First flight success for drone-sized electric aircraft

  
First flight success for drone-sized electric aircraft
Credit: Audrey Ingram, Ohio Federal Research Network

If fully electric regional passenger jets someday fly from Cleveland to Atlanta, aviation historians will likely point out that the first successful in-air test of the battery technology making it possible happened on a frozen Dayton-area airfield in early 2019.

That's when Case Western Reserve University professor of mechanical and aerospace engineering Vikas Prakash—along with state government and private partners—launched an otherwise unremarkable, single-propeller fiberglass airplane into the skies at Springfield-Beckley Municipal Airport and waited to see how long it could fly before running out of juice.

In previous tests, the same automated plane stayed airborne for 91 minutes before the batteries died. This time, with a different set of specialized wings, it kept going and going—for 171 minutes total, nearly three hours aloft without recharge.

The difference: Tucked inside the 6-foot-wide wingspan of the 7-foot-long, red and white unmanned aerial vehicle (UAV) were "structural battery" components.

That innovation, being developed by Prakash over the last three years, turns the wings themselves into an extension of the batteries powering the plane. The technology not only extends flight time and distance, but allows more room in the fuselage for critical payload.

For now, that payload would likely be camera equipment for surveillance, not unlike drones already in service. But the vision is that a fully electric regional jet could someday carry materials for delivery and—once scaled up considerably—even passengers.

"That's the idea, that's what we're aiming for in the long run," said Prakash, who gained media attention in October 2017 when he was awarded a NASA grant to work toward developing more-electric regional aircrafts.

Collaboration supported by federal, state funding

First flight success for drone-sized electric aircraft
The group of researchers who worked on the structural battery project, including local, state and federal government representatives, as well as from Case Western Reserve and private industry. Credit: Mark Haberbusch, PRESIDES, GLEI

His latest work is related to the NASA project conceptually and is funded by the Partnership for Research in Energy Storage and Integration for Defense and Space Exploration (PRESIDES) program.
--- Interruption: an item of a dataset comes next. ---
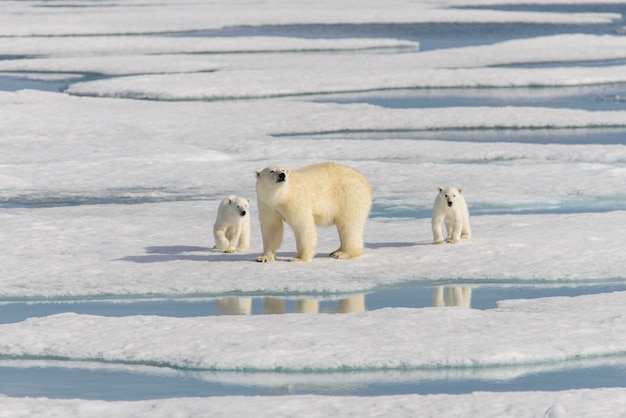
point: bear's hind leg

That partnership is sponsored by the Ohio Federal Research Network (OFRN) and managed by the Great Lakes Energy Institute at Case Western Reserve.

The two-year, $450,000 project, officially known as "Hi-Performance Multifunctional Structural Energy Storage," is one of 22 OFRN applied-research projects in the state, all of which emphasize collaboration among research universities, government and private companies.

"This new battery has a real chance to improve the day-to-day operations of our federal partners, and it has clear commercial applications," OFRN Executive Director Dennis Andersh said in a statement. "We are proud to have enabled and supported this type of successful collaborative research."

The Feb. 22 flight test at Springfield-Beckley Municipal Airport was conducted under a Certificate of Waiver or Authorization granted to the U.S. Air Force Research Laboratory in Dayton by the Federal Aviation Administration.

Prakash and Jeff Taylor, founder and chief executive officer of Event38, an Akron-based drone company that specializes in mapping and surveying applications, led the test.  

"The new structural battery system offers benefits that will appeal to our customers," Taylor, a 2009 Case School of Engineering graduate, said in the OFRN news release. "Use of this technology will open new doors to build crafts with more complex and sensitive sensors that small drones usually struggle to carry."